Most advanced economies have experienced a similar decline in manufacturing as a share of GDP.
The poor got poorer
It depends what you mean by “poor”.
The gap between rich and poor certainly got wider. Relative poverty and earnings inequality went up under Lady Thatcher.
That doesn’t mean the poor actually lost money, it’s just that the top earners did considerably better - a point Lady Thatcher made forcefully in her last appearance at the Commons dispatch box.
Median earnings went up faster than under John Major or in Labour’s second and third terms, according to the Institute for Fiscal Studies.
And while wages among the very lowest earners didn’t increase as fast as the top earners, they did go up too, according to Treasury data.
Of course we have to remember your wages could only go up if you had a job. Unemployment reached 3.2 million in 1984, a rate of 11.8 per cent – both record highs
http://blogs.channel4.com/factcheck/factcheck-the-thatcher-myths/13236
goldfinger
- 09 Apr 2013 20:46
- 23204 of 81564
Now this is a CORKER OF A FACT and eye opener............

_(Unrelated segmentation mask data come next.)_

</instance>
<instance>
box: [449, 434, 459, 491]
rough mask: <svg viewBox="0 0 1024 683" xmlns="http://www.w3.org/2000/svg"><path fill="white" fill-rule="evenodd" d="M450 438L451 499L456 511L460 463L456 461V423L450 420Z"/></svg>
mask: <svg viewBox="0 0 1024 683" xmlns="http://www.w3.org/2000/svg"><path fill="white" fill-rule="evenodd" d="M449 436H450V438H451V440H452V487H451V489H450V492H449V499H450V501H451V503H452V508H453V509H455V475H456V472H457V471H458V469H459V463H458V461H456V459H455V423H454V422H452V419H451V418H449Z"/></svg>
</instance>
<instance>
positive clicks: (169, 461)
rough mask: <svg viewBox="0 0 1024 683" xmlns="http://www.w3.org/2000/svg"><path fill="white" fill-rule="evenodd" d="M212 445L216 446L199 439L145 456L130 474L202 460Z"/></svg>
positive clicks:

Public spending overall went up in cash terms every year under Lady Thatcher, generally keeping up with inflation. In 1982/83 the government was spending 48 per cent of GDP, more than in any year under Blair or Brown.
YES INCLUDING BROWN.
goldfinger
- 09 Apr 2013 20:48
- 23205 of 81564
Right off to feed the trout, I hate them pellets and then watching 2nd half of Madrid match.
doodlebug4
- 09 Apr 2013 20:52
- 23206 of 81564
When I was growing up in this country we didn't need to have all these statistics and surveys about why young people behaved badly. I was given a good smack on my backside if I put a toe out of line. Too many parents today pass the responsibility of bringing up their children on to teachers or child minders. One of my friends recently went on a holiday cruise with her husband and said their holiday was completely ruined because children were running up and down the corridors outside their bedroom door late at night while their parents were getting pissed at the bar. No "class barriers amongst the young" gf and you have a huge class barrier chip on your shoulder for whatever reason.